Saturday, April 4, 2009
Here's a goose on the creek at sunrise a few weeks ago. This picture is one of those I'd never consider posting here because I find too much fault with it, except I have nothing better until I can load up all the pictures I took today after the sun finally came out after 5,327 days of rain. (If you feel that last sentence contained too many words, you'd be correct except what you don't know is I really wanted it to contain more words so this is actually an improvement.)
The book Virginia Folk Legends, edited by Thomas E. Barden, contains a couple of tales about Mathews, neither of which I've ever heard, but one of which I'd like to share. Of course I'd never heard of lacrosse and had never tasted salad dressing until I left Mathews to go to college, so chances are good that the stories existed but I never knew about them due to the fact that I lived under a rock.

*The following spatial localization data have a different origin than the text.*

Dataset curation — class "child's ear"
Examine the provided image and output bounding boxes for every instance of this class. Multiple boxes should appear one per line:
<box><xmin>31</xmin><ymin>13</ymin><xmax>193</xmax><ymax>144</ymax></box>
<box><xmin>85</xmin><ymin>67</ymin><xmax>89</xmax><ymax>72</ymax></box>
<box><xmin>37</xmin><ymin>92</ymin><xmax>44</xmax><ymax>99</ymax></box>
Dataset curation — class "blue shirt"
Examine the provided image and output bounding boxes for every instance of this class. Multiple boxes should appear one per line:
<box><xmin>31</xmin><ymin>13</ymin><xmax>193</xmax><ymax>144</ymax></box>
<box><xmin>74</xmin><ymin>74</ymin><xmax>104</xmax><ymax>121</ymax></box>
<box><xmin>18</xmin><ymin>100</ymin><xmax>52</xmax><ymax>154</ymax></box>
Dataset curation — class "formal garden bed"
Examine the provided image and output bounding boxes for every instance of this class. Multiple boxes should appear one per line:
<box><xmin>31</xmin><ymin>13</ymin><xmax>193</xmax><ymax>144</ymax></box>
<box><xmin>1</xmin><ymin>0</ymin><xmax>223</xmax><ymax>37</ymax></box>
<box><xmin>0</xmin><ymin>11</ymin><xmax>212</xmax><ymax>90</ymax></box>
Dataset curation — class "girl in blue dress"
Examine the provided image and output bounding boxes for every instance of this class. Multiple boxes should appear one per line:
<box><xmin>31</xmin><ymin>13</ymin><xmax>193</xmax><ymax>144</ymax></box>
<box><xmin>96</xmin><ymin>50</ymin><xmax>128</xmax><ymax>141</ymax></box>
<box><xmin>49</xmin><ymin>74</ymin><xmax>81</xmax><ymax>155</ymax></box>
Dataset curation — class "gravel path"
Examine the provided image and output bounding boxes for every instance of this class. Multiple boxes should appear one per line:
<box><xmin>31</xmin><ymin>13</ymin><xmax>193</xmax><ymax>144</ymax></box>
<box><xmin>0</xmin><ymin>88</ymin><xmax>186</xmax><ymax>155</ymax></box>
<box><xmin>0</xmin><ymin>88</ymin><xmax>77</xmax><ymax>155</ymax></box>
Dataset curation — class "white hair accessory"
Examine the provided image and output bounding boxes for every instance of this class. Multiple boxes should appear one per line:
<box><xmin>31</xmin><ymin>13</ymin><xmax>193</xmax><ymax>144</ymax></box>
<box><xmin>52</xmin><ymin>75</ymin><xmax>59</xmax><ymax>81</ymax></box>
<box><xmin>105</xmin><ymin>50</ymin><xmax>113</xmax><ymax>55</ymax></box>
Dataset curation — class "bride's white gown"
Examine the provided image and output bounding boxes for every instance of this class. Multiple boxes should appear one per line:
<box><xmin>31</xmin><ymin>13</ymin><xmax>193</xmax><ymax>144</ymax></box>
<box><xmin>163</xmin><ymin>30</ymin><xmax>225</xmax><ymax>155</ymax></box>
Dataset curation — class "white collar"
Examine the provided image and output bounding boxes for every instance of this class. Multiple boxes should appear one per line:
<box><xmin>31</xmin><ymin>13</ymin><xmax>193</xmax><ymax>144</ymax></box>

Here's one of the stories.
A Confederate Spy
M. Smith, interviewed by H.G. Miller in an unknown location in Mathews County, no date given
"In an old home situated on the Bay, I heard an interesting tale of Civil War days. During the war a Confederate spy by the name of Bell came to the home of Mr. W. Hudgins near Fitchett's Wharf and asked for refuge. While he was there some Yankee soldiers prowling through that section of the county came upon a Confederate cap in the vicinity of the Hudgins' home. They immediately started to the house to search, but in the meantime Bell had gone out into a dense woods nearby to hide.
The mistress of the house saw the soldiers coming and ran up to Bell's room to see if any of his belongings had been left there. Nothing seemed to be in the room which would reveal his presence in the house except some letters, which she grabbed quickly and just had time to slip them inside of the dress of a doll which her little girl was holding.
As soon as the soldiers reached the porch, one of them picked the little girl up in his arms to talk to her. But she remembered her mother's warning and held her doll baby close to her side. So the letters were not discovered.
Mr. Hudgins took Bell in a sail boat at night to Gwynn's Island, where he hid in the woods. At times the Yankees were so near that they could hear them breathing. Later Mr. Hudgins took Bell to the Eastern Shore where he remained for a while. His mother was living in New York and he was very anxious to see her. It was during a visit to her that he was finally captured.
[John Wilkes] Booth, who was an old friend and school-mate of Bell's, sent word to Lincoln that if Bell were hung, he [Lincoln] would die. Bell was hung, but before he died he wrote a beautiful letter to the man in Virginia who had befriended him. In this letter Bell wrote about the beauty of the morning of the day before he died, and of how much he wanted to live. He also expressed beautifully his appreciation of the great kindness of Mr. Hudgins and his family. This letter was destroyed by mistake, greatly to the distress of the present members of the family, who would have liked to have preserved it.
Many people believed that the hanging of Bell was one of the causes of the assassination of President Lincoln."
Chesapeake Bay Woman. Again.
To prevent me from being sued for copyright infringement, please be advised that I did not write any of the above story and I fail to recall how to properly attribute a quotation from a book, but I sure do know how to make a sentence run from here to Argentina and back.